How an AWK array works
An AWK array is a set of index-value pairs. For every unique index item, there's an associated value. Both the index and the value can be plain, ordinary strings.
For example, I can build an AWK array where the index item comes from the country field in the runs table (second field, $2). All I have to do is give AWK a name for the array and tell it where to find the index. If I name the array 'a', AWK will build a 'countries' array when I declare 'a[$2]'. In the following command, I first tell AWK with -F"\t" that the runs table has fields separated by the tab character, \t. I then get AWK to build an array from the country field with {a[$2]}. I can see what's in the array with an 'END' statement that tells AWK: After you finish building the array 'a', go through it index item by index item ('for (i in a)') and print each one.:
Two things to note here. The first is that AWK has included the header-line entry ('Country') as an index item. I can get AWK to ignore the header line, which in AWK-speak is record number 1 (NR is 1), by including the condition 'NR>1' when the array is built:
The next thing to note is that the array doesn't contain the countries in alphabetical order, or for that matter in the order they appear in the runs table (see first illustration above). AWK arrays aren't ordered. To put the countries in alphabetical order, I can pipe the output to sort:
I can also tell AWK to print the value associated with each index item, like this:
Why did nothing happen? Because I haven't told AWK how to get a value for each index! OK, I'll tell AWK to get the value from field 3, the runs numbers, and to increment these, with a[$2]+=$3. In other words, AWK will add up the runs numbers for each country as it goes through the table:
Nicely done, but a pretty meaningless statistic. I could add an explanation to that print command in the END statement with print "Batters from "i" totalled "a[i]" runs in the runs table", but that's really just showing off AWK's 'print' command:
Tweaking the array
What I actually want for each index item (each country) is the batter's name (field 1, $1) followed by a whitespace and the career runs total (field 3, $3) in brackets. To do that I could tell AWK that items in the array a[$2] will have the value $1" ("$3")", and I can make the output clearer by getting AWK to print [country]: [batter] (runs)]

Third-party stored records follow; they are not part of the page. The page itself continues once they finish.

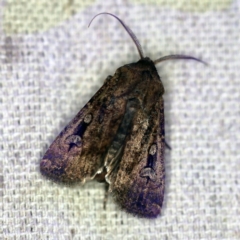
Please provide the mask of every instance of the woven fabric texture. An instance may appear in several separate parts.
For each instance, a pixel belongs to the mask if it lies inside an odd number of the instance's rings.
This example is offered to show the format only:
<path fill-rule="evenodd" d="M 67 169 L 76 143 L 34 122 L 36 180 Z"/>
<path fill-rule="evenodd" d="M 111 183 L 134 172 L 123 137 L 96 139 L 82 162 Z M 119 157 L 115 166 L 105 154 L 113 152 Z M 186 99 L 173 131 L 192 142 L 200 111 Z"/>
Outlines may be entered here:
<path fill-rule="evenodd" d="M 178 2 L 178 1 L 177 1 Z M 195 2 L 195 3 L 194 3 Z M 198 3 L 201 2 L 201 3 Z M 209 4 L 211 2 L 211 4 Z M 240 239 L 240 1 L 1 1 L 1 239 Z M 161 216 L 103 209 L 104 185 L 39 172 L 61 129 L 108 75 L 144 54 L 165 87 Z"/>

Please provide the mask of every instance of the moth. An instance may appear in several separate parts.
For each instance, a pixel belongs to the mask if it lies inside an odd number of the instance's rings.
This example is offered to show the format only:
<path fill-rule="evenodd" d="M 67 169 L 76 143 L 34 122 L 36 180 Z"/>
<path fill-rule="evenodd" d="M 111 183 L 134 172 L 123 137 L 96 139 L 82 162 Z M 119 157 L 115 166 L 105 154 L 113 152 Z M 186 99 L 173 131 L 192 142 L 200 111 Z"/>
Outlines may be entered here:
<path fill-rule="evenodd" d="M 152 61 L 143 56 L 132 30 L 117 16 L 135 43 L 138 62 L 118 68 L 62 130 L 40 163 L 40 170 L 56 181 L 72 183 L 104 180 L 120 207 L 140 217 L 155 218 L 162 208 L 164 170 L 164 87 L 155 64 L 169 59 L 197 58 L 169 55 Z M 90 26 L 89 24 L 89 26 Z"/>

Well, that sort of worked. But what I got was only the last player for each country in the runs table, with that last player's career total. I need clearer instructions for AWK, of this kind: As you go through the runs table, if you haven't seen that country before, add it to the index list in the array and assign to it the value $1" ("$3")". If you already have that country in the array, then to the value of that index item add the value you have so far, plus a comma and a whitespace, plus the $1" ("$3")" for the new record, or in other words a[$2]", "$1" ("$3")".
This 'if/else' statement is neatly abbreviated with ternary operator syntax, which looks like this:
[condition to be tested for] ? [if condition met, do this] : [if condition not met, do this]
In this particular case, the if/else statement will say:
a[$2]=a[$2] ? a[$2]", "$1" ("$3")" : $1" ("$3")"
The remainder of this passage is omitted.